That’s because it will be extremely difficult — if not impossible — to maintain these gains without certain foundational elements of the current health reform law, such as the individual mandate, according to Jonathan Gruber, PhD, an MIT economist who worked as a consultant to the Obama administration during the creation of the ACA.
“You don’t like the mandate? That’s cool,” said Dr. Gruber, according The Boston Globe. “How are we going to [subsidize the sick?] What’s your answer for that? Current alternative plans have no answer for that.”
Here are three thoughts from Dr. Gruber on the GOP’s ACA repeal and replace efforts, according to The Boston Globe.

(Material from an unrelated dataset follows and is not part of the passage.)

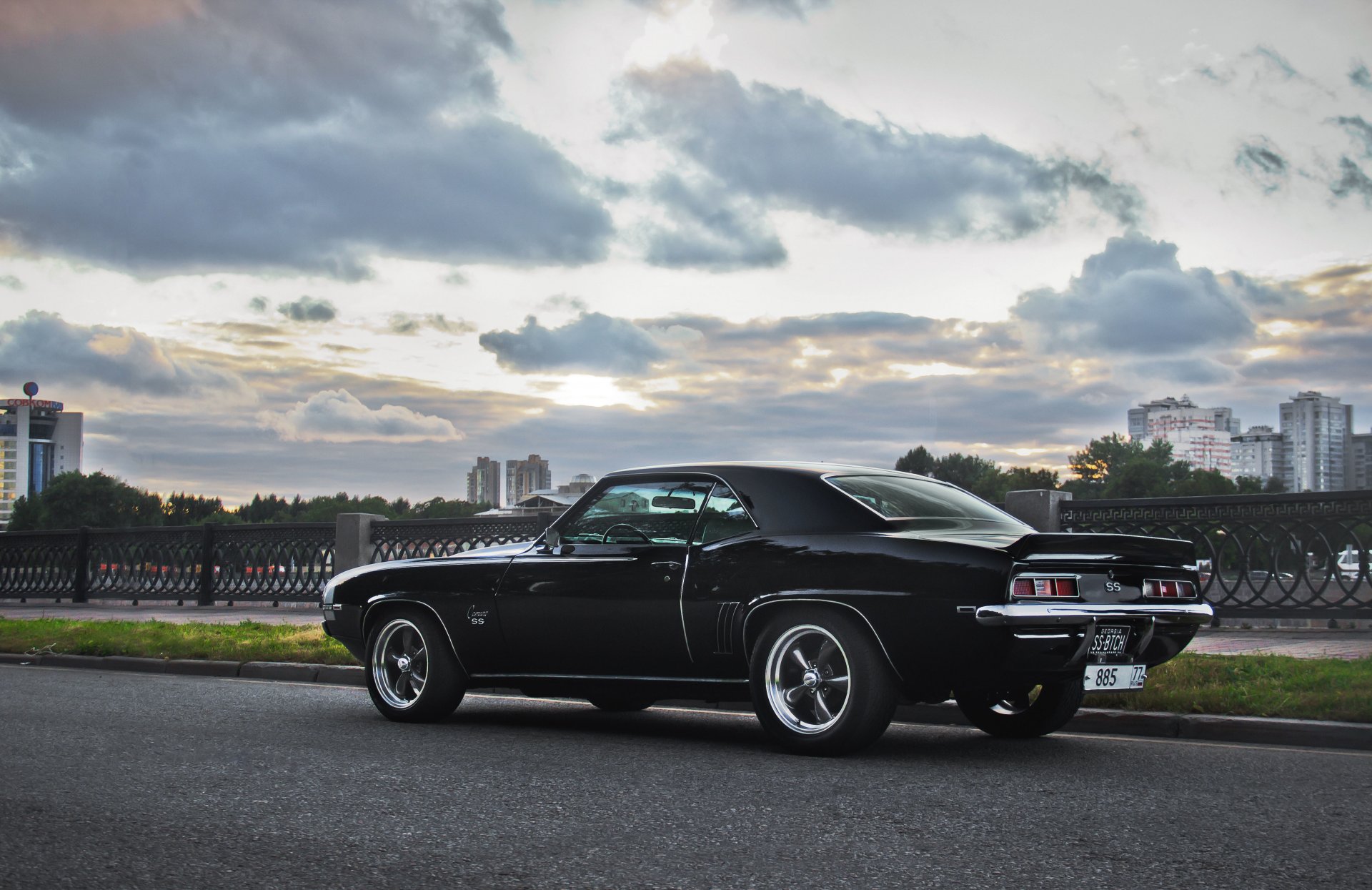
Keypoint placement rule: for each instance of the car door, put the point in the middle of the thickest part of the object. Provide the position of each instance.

1. Dr. Gruber and other healthcare experts who spoke at a forum at the Harvard Kennedy School on Monday said an ACA replacement plan will take a minimum of several months to go through Congress and years to fully implement, according to the report.
2. He said health insurance could be expanded to the newly insured under the ACA without the individual mandate if there was a reinsurance program that paid insurers for covering the nation’s sickest. “That could work, if you spend enough money,” said Dr. Gruber, according to the report, “But we’re going to have to increase the deficit to do that.”
3. While some argue that health savings accounts could help low-income families afford health insurance, Dr. Gruber disagrees because he said the poor don’t have much money to set aside for them.